Alcune società spingono per una revisione più ampia delle regole che attualmente limitano il consolidamento

Autore: Redazione
TV accesa al centro di un salotto moderno, con immagine chiara sullo schermo.

Fatto

Secondo Reuters, il broadcaster francese M6 (di cui RTL è il primo azionista con il 48,48% del capitale) e il suo azionista CMA CGM (leader mondiale nel trasporto marittimo, detiene il 10,27% di M6) starebbero spingendo per una riforma delle regole sui media in Francia, una mossa che potrebbe riaprire scenari di M&A.
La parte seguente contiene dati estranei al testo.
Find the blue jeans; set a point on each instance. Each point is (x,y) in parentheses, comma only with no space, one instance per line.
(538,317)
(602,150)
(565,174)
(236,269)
Un portavoce dell’emittente francese ha dichiarato a Reuters che la società chiede una revisione più ampia delle regole che attualmente limitano il consolidamento, affinché il settore possa ristrutturarsi per l’era digitale. La proposta di cambio di legge ridurrebbe il periodo in cui un broadcaster che rinnova una licenza non può cambiare proprietario.

Secondo le fonti, un cambio della legge potrebbe concretizzarsi prima delle elezioni comunali di marzo. In questo contesto, i giornali italiano scrivono che MFE potrebbe riconsiderare il dossier M6 dopo il tentativo fatto nel 2022.

Effetto

Un ritorno di interesse di MFE per M6 ci sembra, per il momento, essere una semplice ipotesi formulata dalla stampa. Certamente, MFE, all’interno del suo progetto pan - europeo, guarda alla Francia con interesse, ma per il momento il focus manageriale ci sem bra molto concentrato sul progetto di rilancio e integrazione con Prosieben. Per quanto riguarda la Francia, pensiamo che anche TF1 potrebbe essere un obiettivo.